Vulkan: Why some GPUs expose a dozen of identical memory types?


If you browse the capabilities of the GeForce 1080, you’ll notice it exposes 8 memory types on heap 1

If you browse an even older GeForce GTX 680, you’ll notice it exposes 2 memory types on heap 0 and 8 memory types on heap 1, often with propertyFlags = 0 which is valid and means “none of the above” (i.e. it’s not device local but it’s also not visible by CPU)

If you browse Adreno 430 report you’ll notice memory type pairs: 0 + 3 and 1 + 4 are identical

So… what gives?

To understand why are there identical memory types we need to understand two things:

1. Order Matters

Vulkan spec says if two propertyFlags are equal, drivers must expose memory in order of performance.

That is, memProperties.memoryTypes[0] is faster than memProperties.memoryTypes[1] (as long as they have the same propertyFlags)

2. Resource compatibility with memory type

You must check the resource you’re creating is compatible with the heap and type. It’s very easy to miss this step! With AMD gpus (and most Intel, and most recent NV) you just pick a memory type with the flags you’re looking for and allocate resources on it. After all memory is just space to be consumed, right?.

But that’s not the case for all GPUs. To be strictly compliant, you must create a (dummy or final) buffer with the usage flags you want to use and check the memory requirements:

uint32 VulkanVaoManager::determineSupportedMemoryTypes( VkBufferUsageFlags usageFlags ) const
{
    VkBuffer tmpBuffer;
    VkBufferCreateInfo bufferCi;
    makeVkStruct( bufferCi, VK_STRUCTURE_TYPE_BUFFER_CREATE_INFO );
    bufferCi.size = 64;
    bufferCi.usage = VK_BUFFER_USAGE_TRANSFER_SRC_BIT | VK_BUFFER_USAGE_TRANSFER_DST_BIT |
                     VK_BUFFER_USAGE_UNIFORM_TEXEL_BUFFER_BIT | VK_BUFFER_USAGE_UNIFORM_BUFFER_BIT |
                     VK_BUFFER_USAGE_STORAGE_BUFFER_BIT | VK_BUFFER_USAGE_INDEX_BUFFER_BIT |
                     VK_BUFFER_USAGE_VERTEX_BUFFER_BIT | VK_BUFFER_USAGE_INDIRECT_BUFFER_BIT;
    VkResult result = vkCreateBuffer( mDevice->mDevice, &bufferCi, 0, &tmpBuffer );
    checkVkResult( result, "vkCreateBuffer" );

    VkMemoryRequirements memRequirements;
    vkGetBufferMemoryRequirements( mDevice->mDevice, tmpBuffer, &memRequirements );
    vkDestroyBuffer( mDevice->mDevice, tmpBuffer, 0 );

    return memRequirements.memoryTypeBits;
}

In this case we’re lazy and we create a 64-byte VkBuffer with all possible VK_BUFFER_USAGE_* we’re gonna need, call vkGetBufferMemoryRequirements, and see which memory type matches what we need.

Though notice that:

  1. The supported buffer could be none (i.e. no memory type supports all those flags at the same time). That has never happened to us with those flags, so we’re safe.
  2. If you want the optimum performance then you’d create a VkBuffer that is as restrictive as possible i.e. only use VERTEX_BUFFER bits if it’s only going to be used as a vertex buffer; but that kinda beats the point of bindless-everything, doesn’t it?

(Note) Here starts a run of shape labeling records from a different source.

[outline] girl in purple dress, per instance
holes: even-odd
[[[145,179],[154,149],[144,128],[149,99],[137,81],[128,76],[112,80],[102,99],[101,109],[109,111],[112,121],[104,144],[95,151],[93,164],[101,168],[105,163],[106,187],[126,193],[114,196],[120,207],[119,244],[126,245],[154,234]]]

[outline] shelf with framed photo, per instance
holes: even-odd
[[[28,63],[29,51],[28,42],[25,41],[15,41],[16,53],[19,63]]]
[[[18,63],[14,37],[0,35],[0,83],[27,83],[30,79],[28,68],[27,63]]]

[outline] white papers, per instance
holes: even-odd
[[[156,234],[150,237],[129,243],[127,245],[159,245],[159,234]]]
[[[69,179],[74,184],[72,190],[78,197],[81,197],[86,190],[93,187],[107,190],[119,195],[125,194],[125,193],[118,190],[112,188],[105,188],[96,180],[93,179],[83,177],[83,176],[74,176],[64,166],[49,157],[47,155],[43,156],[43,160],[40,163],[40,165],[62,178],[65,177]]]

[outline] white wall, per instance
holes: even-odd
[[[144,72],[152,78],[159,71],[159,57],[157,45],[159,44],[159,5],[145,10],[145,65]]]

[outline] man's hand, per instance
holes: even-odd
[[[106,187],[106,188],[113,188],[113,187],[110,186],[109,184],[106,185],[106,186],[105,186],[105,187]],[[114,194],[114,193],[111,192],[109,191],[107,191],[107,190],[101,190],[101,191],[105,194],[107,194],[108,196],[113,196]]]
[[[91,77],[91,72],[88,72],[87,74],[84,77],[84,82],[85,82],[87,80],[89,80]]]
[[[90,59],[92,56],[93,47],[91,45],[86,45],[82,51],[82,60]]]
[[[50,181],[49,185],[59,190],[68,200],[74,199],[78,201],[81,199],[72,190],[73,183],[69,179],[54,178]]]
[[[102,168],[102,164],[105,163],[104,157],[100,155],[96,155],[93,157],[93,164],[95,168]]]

Note the same happens with textures. You must call vkGetImageMemoryRequirements to see which memory types can hold those textures. And now that you know which ones can do it, you should select the one with the lowest index and the flags you want the most.

So that’s it. That’s the reason you’ll find “duplicate” memory types. It’s because you have to check memory types for each resource before deciding where to place it. This is quite counter-intuitive since it’s easier to design your engine as “first I select the memory types, then I create the resources” instead of “first I create the resources, then I select the memory types”

In the case of Ogre3D we made a compromise and decide the buffer memory first (creating a temporary dummy 64-byte buffer; and crossing fingers the driver won’t reject a bigger buffer with the same flags); while for textures we create a list of candidate pool types at init time, and then when we create the texture we select among those candidates.

Btw regarding textures, please beware that when bufferImageGranularity != 1u; you must must reserve bufferImageGranularity of alignment between linear resources (e.g. buffers, linear textures) and regular tiled/optimal textures; otherwise these resources are considered to alias.

The easiest solution is that when bufferImageGranularity != 1u; you put all textures together in its own memory pool; rather then sharing space within the same vkAllocateMemory with buffers. Mixing linear and tiled resources bufferImageGranularity != 1u is extremely hard. so it’s best to avoid it entirely.